Fuzzy matching in Elasticsearch - Time & Space Complexity
When using fuzzy matching in Elasticsearch, it is important to understand how the search time changes as the data grows.
We want to know how the search cost grows when we allow for small spelling mistakes or typos.
Analyze the time complexity of the following Elasticsearch fuzzy query.
{
"query": {
"fuzzy": {
"name": {
"value": "roam",
"fuzziness": "AUTO"
}
}
}
}
This query searches for documents where the "name" field matches "roam" with some allowed typos.
Fuzzy matching involves checking many possible variations of the search word.
- Primary operation: Comparing the search term against many indexed terms with small differences allowed.
- How many times: Once for each candidate term in the index that could match.
As the number of indexed terms grows, the number of comparisons grows roughly in proportion.
| Input Size (n) | Approx.
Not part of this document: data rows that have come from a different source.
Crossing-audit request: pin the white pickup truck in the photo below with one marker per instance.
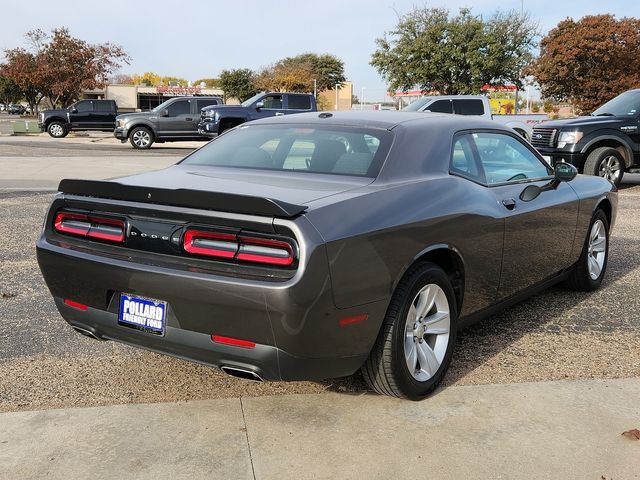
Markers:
(476, 105)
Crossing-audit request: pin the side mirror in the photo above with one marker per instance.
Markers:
(562, 172)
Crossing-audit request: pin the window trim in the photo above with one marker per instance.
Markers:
(514, 135)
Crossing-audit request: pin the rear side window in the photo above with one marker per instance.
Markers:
(463, 160)
(84, 106)
(328, 149)
(206, 102)
(181, 107)
(104, 107)
(299, 102)
(506, 159)
(468, 107)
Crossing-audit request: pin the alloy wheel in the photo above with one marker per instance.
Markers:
(610, 168)
(427, 329)
(141, 138)
(597, 250)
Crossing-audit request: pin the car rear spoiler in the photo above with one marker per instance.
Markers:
(226, 202)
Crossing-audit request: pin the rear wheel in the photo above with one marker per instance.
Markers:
(605, 162)
(592, 264)
(141, 138)
(413, 350)
(57, 130)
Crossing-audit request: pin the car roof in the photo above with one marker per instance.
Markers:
(387, 119)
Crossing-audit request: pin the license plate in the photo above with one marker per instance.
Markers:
(142, 313)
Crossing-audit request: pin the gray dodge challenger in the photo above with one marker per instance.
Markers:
(313, 245)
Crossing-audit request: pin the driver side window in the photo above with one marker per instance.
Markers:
(505, 159)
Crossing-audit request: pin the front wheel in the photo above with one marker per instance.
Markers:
(605, 162)
(57, 130)
(588, 273)
(413, 350)
(141, 138)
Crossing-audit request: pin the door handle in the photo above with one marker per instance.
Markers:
(509, 203)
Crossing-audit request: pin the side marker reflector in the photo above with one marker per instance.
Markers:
(351, 320)
(235, 342)
(76, 305)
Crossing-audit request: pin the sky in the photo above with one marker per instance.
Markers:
(198, 39)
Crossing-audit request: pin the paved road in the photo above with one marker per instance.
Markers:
(556, 335)
(546, 430)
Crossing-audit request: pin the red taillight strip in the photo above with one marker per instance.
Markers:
(280, 245)
(239, 247)
(236, 342)
(191, 236)
(90, 226)
(76, 305)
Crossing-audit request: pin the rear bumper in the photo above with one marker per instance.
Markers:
(121, 133)
(294, 323)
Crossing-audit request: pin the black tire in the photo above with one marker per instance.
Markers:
(141, 138)
(386, 371)
(605, 162)
(57, 129)
(581, 278)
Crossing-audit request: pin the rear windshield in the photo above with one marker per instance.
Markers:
(334, 149)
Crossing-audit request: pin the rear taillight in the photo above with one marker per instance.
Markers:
(243, 247)
(90, 226)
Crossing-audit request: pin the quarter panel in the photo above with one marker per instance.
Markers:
(380, 234)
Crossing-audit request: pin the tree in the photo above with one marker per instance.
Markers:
(68, 66)
(208, 82)
(22, 67)
(296, 74)
(589, 61)
(238, 83)
(434, 51)
(60, 66)
(9, 91)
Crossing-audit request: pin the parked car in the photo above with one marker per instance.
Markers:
(16, 110)
(606, 143)
(172, 121)
(84, 115)
(216, 119)
(476, 105)
(311, 246)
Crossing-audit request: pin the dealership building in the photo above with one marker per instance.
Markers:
(131, 98)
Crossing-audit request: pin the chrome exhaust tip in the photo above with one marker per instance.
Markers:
(241, 373)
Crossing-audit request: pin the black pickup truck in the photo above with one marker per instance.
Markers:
(606, 143)
(217, 118)
(97, 115)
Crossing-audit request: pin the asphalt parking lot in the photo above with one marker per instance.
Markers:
(43, 364)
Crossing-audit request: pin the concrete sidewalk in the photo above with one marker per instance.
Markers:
(559, 430)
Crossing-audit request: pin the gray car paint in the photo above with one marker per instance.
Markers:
(356, 239)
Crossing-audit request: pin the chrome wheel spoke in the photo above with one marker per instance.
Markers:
(438, 323)
(428, 361)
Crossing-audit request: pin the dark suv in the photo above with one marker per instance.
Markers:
(99, 115)
(172, 121)
(606, 143)
(214, 120)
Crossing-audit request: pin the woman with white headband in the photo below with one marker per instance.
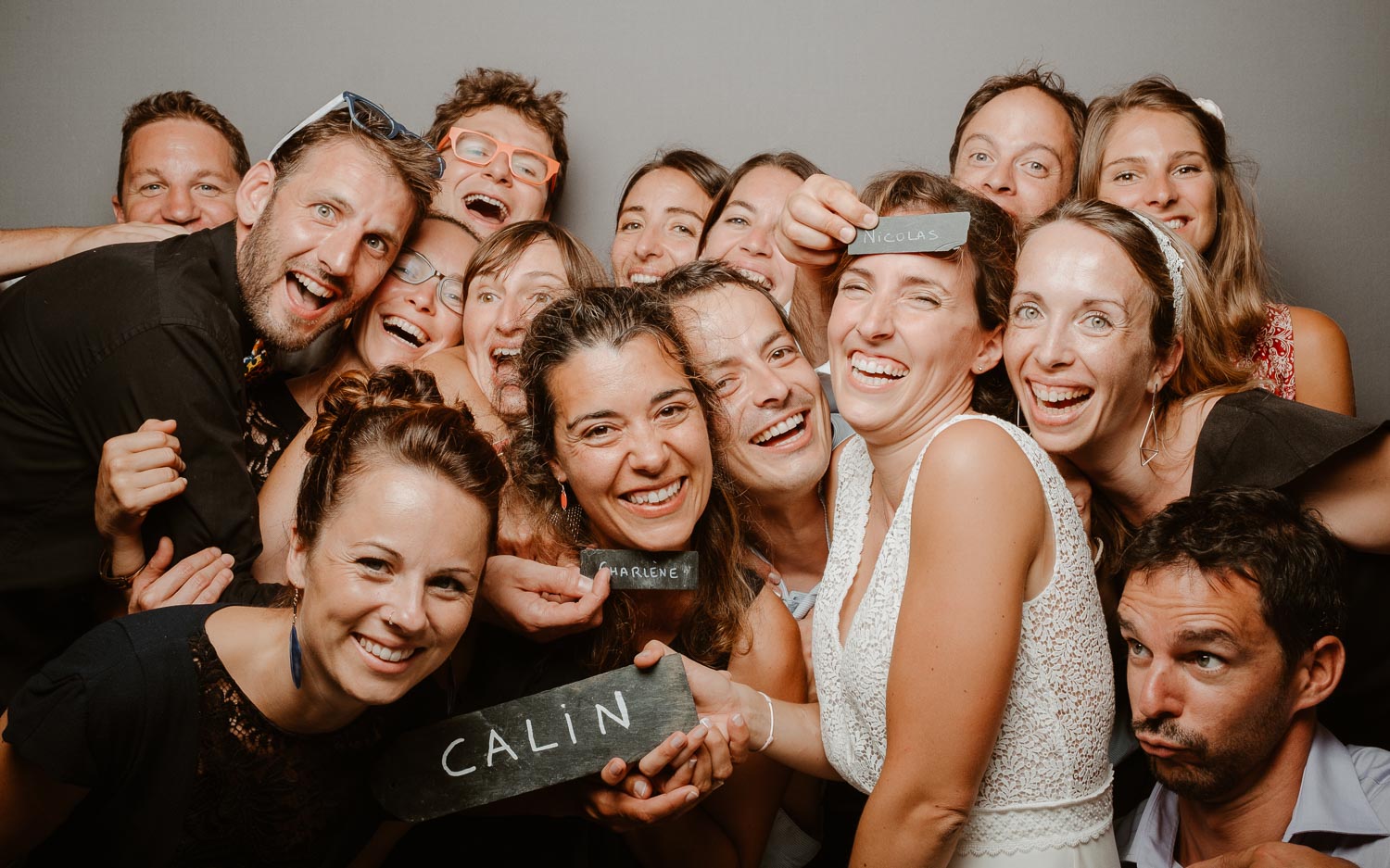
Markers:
(1114, 347)
(1156, 149)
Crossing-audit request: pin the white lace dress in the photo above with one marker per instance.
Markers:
(1045, 796)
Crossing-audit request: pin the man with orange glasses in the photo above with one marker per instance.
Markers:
(181, 161)
(503, 146)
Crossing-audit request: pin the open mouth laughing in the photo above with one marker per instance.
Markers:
(384, 653)
(780, 433)
(1058, 400)
(309, 292)
(656, 497)
(405, 331)
(876, 370)
(489, 210)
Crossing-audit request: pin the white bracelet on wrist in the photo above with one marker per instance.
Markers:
(772, 723)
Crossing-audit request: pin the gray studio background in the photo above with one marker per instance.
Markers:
(855, 86)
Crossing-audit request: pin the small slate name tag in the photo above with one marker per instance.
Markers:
(644, 570)
(534, 742)
(914, 233)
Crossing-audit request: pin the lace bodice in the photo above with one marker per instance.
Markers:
(1272, 358)
(1047, 784)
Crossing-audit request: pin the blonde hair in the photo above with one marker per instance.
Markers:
(1206, 364)
(1236, 258)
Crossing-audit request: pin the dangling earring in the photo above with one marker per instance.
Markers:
(1145, 456)
(295, 659)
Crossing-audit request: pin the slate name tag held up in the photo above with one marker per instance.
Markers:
(533, 742)
(644, 570)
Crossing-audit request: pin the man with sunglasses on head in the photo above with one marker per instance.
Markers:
(505, 152)
(97, 344)
(181, 161)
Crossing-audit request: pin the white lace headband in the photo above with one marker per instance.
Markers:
(1175, 271)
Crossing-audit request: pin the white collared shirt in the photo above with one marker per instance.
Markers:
(1343, 810)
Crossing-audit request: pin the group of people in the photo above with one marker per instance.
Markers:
(1042, 550)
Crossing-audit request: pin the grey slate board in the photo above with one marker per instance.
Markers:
(644, 570)
(533, 742)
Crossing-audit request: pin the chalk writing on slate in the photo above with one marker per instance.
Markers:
(914, 233)
(533, 742)
(644, 570)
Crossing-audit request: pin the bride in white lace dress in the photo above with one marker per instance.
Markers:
(959, 646)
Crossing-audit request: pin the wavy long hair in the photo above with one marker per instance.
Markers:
(612, 317)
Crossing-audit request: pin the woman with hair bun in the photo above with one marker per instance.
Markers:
(661, 214)
(1156, 149)
(241, 735)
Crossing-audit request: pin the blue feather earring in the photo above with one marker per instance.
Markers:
(295, 661)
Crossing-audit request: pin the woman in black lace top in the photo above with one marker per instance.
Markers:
(238, 735)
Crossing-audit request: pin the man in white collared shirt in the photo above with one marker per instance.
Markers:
(1231, 615)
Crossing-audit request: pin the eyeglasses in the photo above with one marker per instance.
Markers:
(366, 116)
(480, 149)
(414, 269)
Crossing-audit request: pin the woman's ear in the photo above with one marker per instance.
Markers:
(990, 353)
(1167, 364)
(255, 192)
(297, 560)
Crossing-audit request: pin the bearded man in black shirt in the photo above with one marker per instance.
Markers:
(96, 344)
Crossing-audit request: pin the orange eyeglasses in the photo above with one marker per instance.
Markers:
(480, 149)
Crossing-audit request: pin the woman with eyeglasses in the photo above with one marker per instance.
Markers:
(241, 735)
(506, 283)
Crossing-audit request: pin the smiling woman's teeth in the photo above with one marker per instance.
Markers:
(876, 366)
(755, 278)
(388, 654)
(1059, 399)
(655, 497)
(405, 330)
(780, 428)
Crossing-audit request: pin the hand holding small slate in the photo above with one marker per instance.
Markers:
(714, 695)
(541, 601)
(669, 781)
(819, 220)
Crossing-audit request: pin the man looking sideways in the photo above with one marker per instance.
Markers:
(100, 342)
(1232, 614)
(181, 161)
(1017, 144)
(505, 152)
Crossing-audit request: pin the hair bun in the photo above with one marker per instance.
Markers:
(356, 394)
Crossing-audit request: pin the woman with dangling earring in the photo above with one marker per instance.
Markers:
(242, 735)
(1117, 352)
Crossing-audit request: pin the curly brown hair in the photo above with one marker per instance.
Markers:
(612, 317)
(992, 249)
(392, 414)
(484, 88)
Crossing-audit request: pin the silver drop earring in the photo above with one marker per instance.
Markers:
(1145, 456)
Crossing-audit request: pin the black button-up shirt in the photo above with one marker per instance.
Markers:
(89, 349)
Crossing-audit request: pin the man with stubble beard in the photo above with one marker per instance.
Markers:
(1232, 617)
(100, 342)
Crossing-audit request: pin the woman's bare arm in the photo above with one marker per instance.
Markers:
(979, 521)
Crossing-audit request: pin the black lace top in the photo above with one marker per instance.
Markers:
(272, 419)
(263, 796)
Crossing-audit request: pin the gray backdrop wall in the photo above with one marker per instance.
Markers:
(855, 86)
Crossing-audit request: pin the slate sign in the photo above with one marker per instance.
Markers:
(534, 742)
(914, 233)
(644, 570)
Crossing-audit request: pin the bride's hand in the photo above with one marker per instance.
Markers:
(717, 698)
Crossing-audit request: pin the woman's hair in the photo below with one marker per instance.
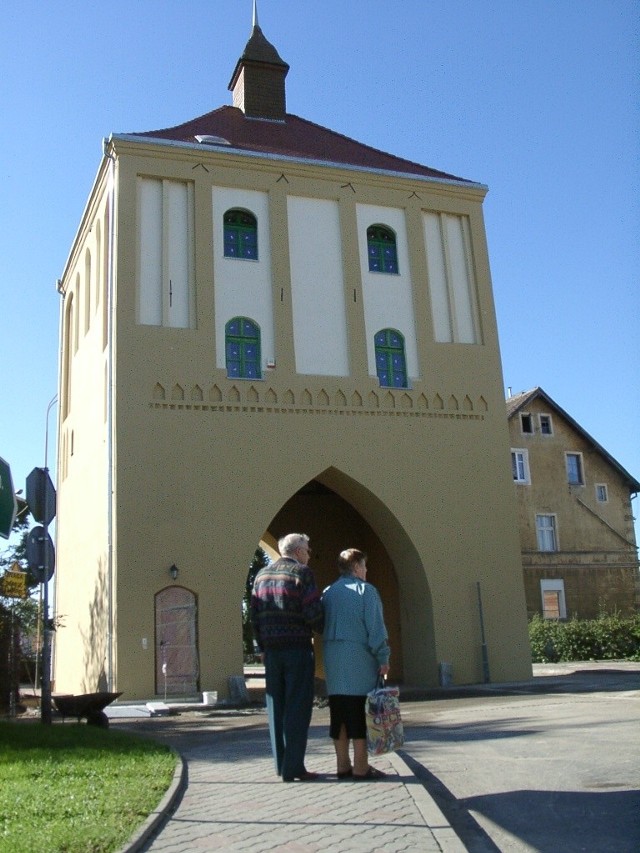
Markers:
(289, 544)
(348, 559)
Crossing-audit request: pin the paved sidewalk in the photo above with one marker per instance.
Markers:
(234, 801)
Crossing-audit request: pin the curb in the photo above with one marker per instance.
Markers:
(163, 809)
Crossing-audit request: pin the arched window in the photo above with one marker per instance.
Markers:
(391, 365)
(242, 348)
(240, 235)
(381, 248)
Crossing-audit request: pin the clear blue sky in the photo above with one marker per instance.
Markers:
(537, 99)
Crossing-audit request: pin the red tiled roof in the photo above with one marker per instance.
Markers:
(295, 138)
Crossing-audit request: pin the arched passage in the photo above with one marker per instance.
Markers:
(338, 513)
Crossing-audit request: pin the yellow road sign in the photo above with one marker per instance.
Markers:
(14, 585)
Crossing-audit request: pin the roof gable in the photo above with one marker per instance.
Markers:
(520, 402)
(295, 137)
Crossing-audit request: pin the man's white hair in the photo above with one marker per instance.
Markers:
(289, 544)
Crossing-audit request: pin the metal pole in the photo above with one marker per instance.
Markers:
(485, 656)
(45, 696)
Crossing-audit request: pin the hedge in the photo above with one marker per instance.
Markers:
(605, 638)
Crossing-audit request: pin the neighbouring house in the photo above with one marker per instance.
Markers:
(579, 552)
(269, 327)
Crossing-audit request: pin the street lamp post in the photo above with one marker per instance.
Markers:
(45, 694)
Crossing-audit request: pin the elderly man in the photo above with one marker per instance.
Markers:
(285, 610)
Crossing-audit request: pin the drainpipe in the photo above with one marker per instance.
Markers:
(110, 301)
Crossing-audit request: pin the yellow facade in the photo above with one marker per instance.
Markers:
(579, 552)
(166, 460)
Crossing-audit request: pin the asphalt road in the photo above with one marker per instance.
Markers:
(551, 765)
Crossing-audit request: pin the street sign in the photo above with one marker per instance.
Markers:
(8, 505)
(41, 496)
(40, 550)
(14, 585)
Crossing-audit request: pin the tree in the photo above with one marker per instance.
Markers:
(18, 616)
(25, 610)
(260, 559)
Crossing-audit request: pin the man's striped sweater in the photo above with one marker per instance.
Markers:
(285, 606)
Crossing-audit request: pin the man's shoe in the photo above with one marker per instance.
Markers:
(305, 776)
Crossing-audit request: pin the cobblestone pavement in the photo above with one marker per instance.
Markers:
(234, 801)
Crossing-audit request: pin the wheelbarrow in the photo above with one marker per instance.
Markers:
(88, 705)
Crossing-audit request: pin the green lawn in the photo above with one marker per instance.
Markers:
(76, 788)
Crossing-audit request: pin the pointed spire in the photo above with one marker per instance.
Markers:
(257, 82)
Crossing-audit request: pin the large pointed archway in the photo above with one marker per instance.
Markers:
(337, 513)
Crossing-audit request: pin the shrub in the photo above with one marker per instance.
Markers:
(606, 638)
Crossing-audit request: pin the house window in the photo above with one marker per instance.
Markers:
(242, 348)
(546, 533)
(553, 599)
(546, 426)
(520, 466)
(390, 360)
(526, 422)
(240, 235)
(575, 474)
(381, 248)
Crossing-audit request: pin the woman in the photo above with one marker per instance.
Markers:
(356, 653)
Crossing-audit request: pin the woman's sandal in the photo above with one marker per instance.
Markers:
(371, 774)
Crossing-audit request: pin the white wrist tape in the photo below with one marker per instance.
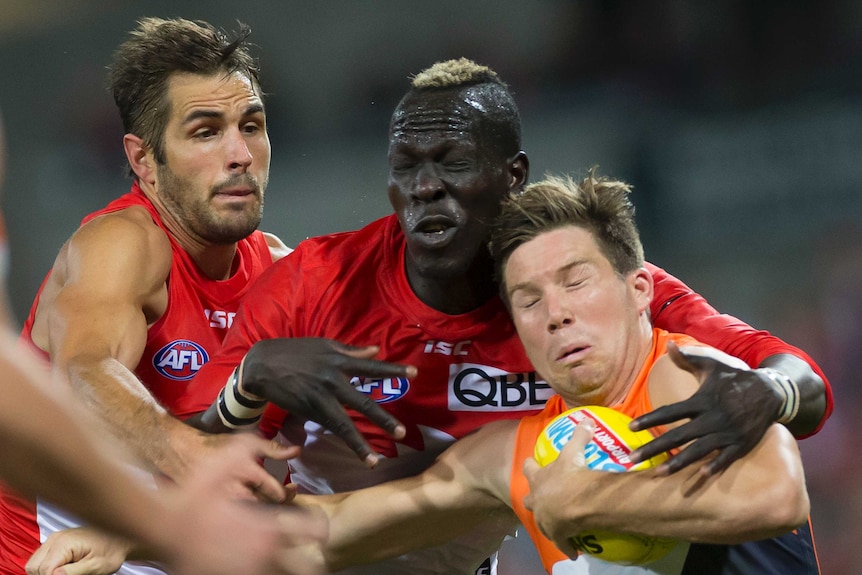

Operations |
|---|---|
| 10 | About 10 comparisons |
| 100 | About 100 comparisons |
| 1000 | About 1000 comparisons |
Pattern observation: The work grows roughly in a straight line as the number of terms increases.
Time Complexity: O(n)
This means the search time grows linearly with the number of terms to check for fuzzy matches.
[X] Wrong: "Fuzzy matching is always fast no matter how many terms are in the index."
[OK] Correct: Because fuzzy matching must compare against many terms, the time grows as the index grows, so it can slow down with large data.
Understanding how fuzzy matching scales helps you explain search performance and design better queries in real projects.
What if we changed the fuzziness level from "AUTO" to a fixed number like 2? How would the time complexity change?